Features Data Loading: Automatically downloads and loads the CORD-19 metadata.
Data Cleaning: Handles missing values and prepares the data for analysis.
Data Analysis:
Counts papers by publication year.
Identifies the top publishing journals.
Finds the most frequent words in paper titles.
Visualizations: Generates various plots to visualize key insights, including a word cloud of titles, a bar chart of publications over time, and a chart of the top journals.
Interactive Web App: A Streamlit application that allows users to explore the data with an interactive slider for filtering by publication year.
Getting Started Prerequisites To run the script, you will need to have Python installed on your system along with the following libraries:
pandas
requests
matplotlib
wordcloud
streamlit
You can install these dependencies using pip:
pip install pandas requests matplotlib wordcloud streamlit
How to Run
- Command-Line Analysis The script contains a main execution block that, when run directly, will perform the data loading, cleaning, and visualization steps, displaying the plots in separate windows.
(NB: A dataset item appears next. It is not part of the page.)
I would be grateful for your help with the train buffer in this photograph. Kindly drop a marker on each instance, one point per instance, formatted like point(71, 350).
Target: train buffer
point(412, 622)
To run this part of the script, save the code as cord_19_analysis.py and execute it from your terminal:
python cord_19_analysis.py
The script will print analysis outputs to the console and display the generated plots.
- Streamlit Web App To run the interactive web application, you must first have Streamlit installed. The run_streamlit_app() function is designed to be the entry point for the app.
To launch the app, save the code as app.py and run the following command in your terminal:
streamlit run app.py
This will open a new tab in your web browser with the interactive CORD-19 Data Explorer.
Code Structure The script is organized into logical parts to make it easy to understand and modify:
load_data(): Responsible for fetching the dataset.
clean_data(): Cleans and prepares the DataFrame.
analyze_and_visualize(): Performs the core analysis and generates static plots.
run_streamlit_app(): Contains the full code for the Streamlit web application.
if name == 'main':: The main block that controls which part of the script is executed.